How to pace yourself when running

How to pace yourself when running - main image

Using race pace techniques, running pace mantras, consistent pace matching and goal pace setting to pace yourself properly when running

Upping your game is difficult. One minute you can feel on form, and the next, you feel like you’re flagging. One day you beat your best time, and the next, you lose out by an entire 3 minutes. Whether you’re running a half marathon or your first 5k, consistency is key. Sure, a lot of factors are involved in your performance: sleep, rest, hydration, diet, and so on. But that doesn’t mean there aren’t solid tactics to help make up for downfalls. And what are those?

You guessed it – race pace.

Using a pace-based approach to flatten out your time differences is a great way to enact consistency. A steady running pace can help add miles onto your run, let alone provide a platform from which to improve speed too.

It doesn’t matter whether you want an average running pace or a much quicker one, using these techniques will help.

Finding the mark

First of all, it’s good to find what pace feels right. An easy pace or average pace could be great for a long-term training strategy, but if that marathon is drawing ever closer and you haven’t the time, then a more challenging one will have to do.

So how do you get there?

All you need to do is identify a target pace through running and settle with what feels right. But using metrics and measurement is super useful, too, i.e. figuring out the pace you’ll need to hit for a 10k completion time in 45 minutes. And you can look to technology in order to help with this.

Running splits

Your goal race pace can be helped by running splits. This classic approach sees you split your pace into two or more, using individual paces to achieve a great overall average pace. The perceived effort overall will feel different because you’ve split your effort into parts, let alone the physical endurance mechanisms of split pacing.

Talk test

If you want the same pace as the pros, then you could use the talk test, too.

This classic approach makes use of grounded feelings, attention and alertness to your running output. Simply, you need to stop all music or talking to focus on the run itself. You should be aware of your breathing, perceived exertion and how different paces feel. This will help identify, ”your running RPE along with the final pace on your watch to begin making that correlation while you run.”

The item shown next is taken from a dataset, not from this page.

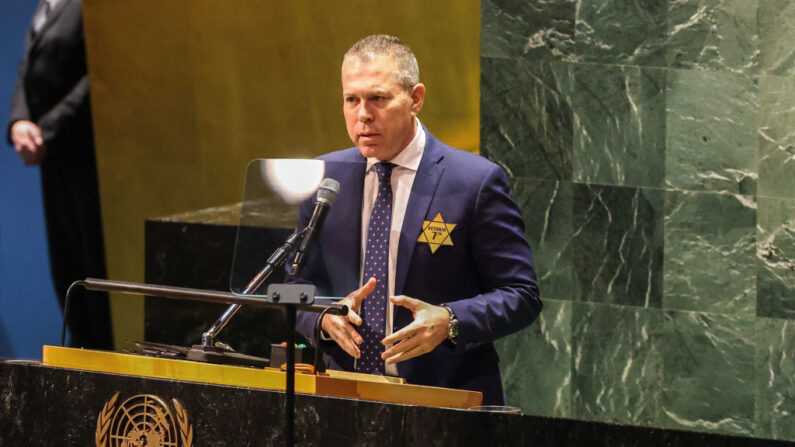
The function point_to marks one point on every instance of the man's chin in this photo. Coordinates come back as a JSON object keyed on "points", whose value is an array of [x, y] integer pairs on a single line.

Whether it’s a relatively flat course or a bumpy race day, you want to understand how your body feels. In order to understand that, you have to try pushing it (or pulling it) to different levels. A constant pace is great… but only if it’s an effective one. Don’t try to just run the race distance over and over again – you need to make use of training snippets too.


What does optimal foot turnover mean?

The ideal stride is to reach 170-180 footfalls per minute” This will help keep a good rate of running going.